Furthermore, the app would provide collision details, including the cost to perform the recovery and clean-up, as well as track the time it takes to clear the incident.
“OTA and ORG firmly believe this partnership between stakeholders utilizing modern, app-based tools will go a long way toward improving highway safety, removing unnecessary inefficiencies currently plaguing highway incident management and restoring consumer protection for trucking companies who require roadside assistance or recovery,” said OTA Chair Steve Ondejko.
The critical element of the program would require the creation of a review committee made up of public and private sector stakeholders. The committee would review data reports generated by the system to ensure it functions properly as well as ascertain whether any tow companies are breaching the policy conditions.
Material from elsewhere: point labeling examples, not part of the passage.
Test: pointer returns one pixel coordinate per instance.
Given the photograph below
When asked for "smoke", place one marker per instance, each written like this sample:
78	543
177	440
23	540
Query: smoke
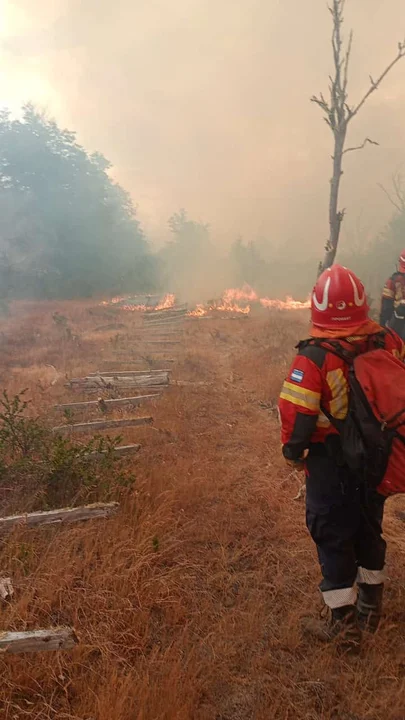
205	105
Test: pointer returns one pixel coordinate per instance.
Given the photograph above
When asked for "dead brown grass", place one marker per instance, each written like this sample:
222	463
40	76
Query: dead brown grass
187	603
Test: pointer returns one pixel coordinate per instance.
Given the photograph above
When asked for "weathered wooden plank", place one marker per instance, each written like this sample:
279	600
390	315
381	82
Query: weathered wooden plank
95	389
121	381
94	427
120	451
102	404
61	515
128	373
62	638
166	312
163	342
191	383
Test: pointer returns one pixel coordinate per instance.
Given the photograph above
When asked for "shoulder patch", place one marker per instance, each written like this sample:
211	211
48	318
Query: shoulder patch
297	375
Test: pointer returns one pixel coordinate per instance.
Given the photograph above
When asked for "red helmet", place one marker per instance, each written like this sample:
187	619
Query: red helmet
338	299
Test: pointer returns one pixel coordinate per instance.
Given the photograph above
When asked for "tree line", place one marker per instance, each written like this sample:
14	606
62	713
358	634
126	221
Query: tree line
67	230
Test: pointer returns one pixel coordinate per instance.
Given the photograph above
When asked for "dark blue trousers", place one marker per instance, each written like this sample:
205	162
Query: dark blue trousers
345	522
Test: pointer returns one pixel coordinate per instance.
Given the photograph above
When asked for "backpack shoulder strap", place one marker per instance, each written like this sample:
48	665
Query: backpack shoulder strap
312	350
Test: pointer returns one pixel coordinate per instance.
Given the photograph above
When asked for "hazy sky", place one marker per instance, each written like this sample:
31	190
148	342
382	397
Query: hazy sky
204	104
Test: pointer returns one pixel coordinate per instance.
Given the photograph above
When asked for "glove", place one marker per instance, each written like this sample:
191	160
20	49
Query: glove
297	465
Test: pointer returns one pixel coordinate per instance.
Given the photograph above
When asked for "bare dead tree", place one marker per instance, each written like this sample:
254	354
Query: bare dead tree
338	115
397	195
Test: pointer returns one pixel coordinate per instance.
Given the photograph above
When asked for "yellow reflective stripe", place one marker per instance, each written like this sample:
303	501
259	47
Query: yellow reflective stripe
322	421
338	387
300	396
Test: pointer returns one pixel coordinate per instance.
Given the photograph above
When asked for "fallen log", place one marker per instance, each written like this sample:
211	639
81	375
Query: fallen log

Earlier this year the OTA launched a campaign to examine the billing practices of heavy recovery companies operating in the province. OTA collected heavy-duty recovery invoices and descriptions of paid services from carrier memberships between 2016 and summer 2017 for. OTA then compared the various invoices based on geographical regions to the types of services and recovery companies’ published heavy-duty recovery rates for the services performed.
The original goal of the campaign was to monitor and educate OTA members on the marketplace and general landscape of recovery rates based on service and region of activity. Furthermore, if OTA could identify irregularities among certain tow operators by region, the association could use the information to hold informed discussions with the Ontario Provincial Police, Ministry of Government and Consumer Services and the Ministry of Transportation.
“The ORG and its membership understand the important service we perform for carriers and the professionalism and skill that is required to deal with commercial vehicle collisions,” said ORG executive director Doug Nelson. “Together our two associations can educate the supply chain and those in the public sector how to improve collision cleanups on major highways by ensuring that only trained and responsible professionals are selected to perform such important tasks.”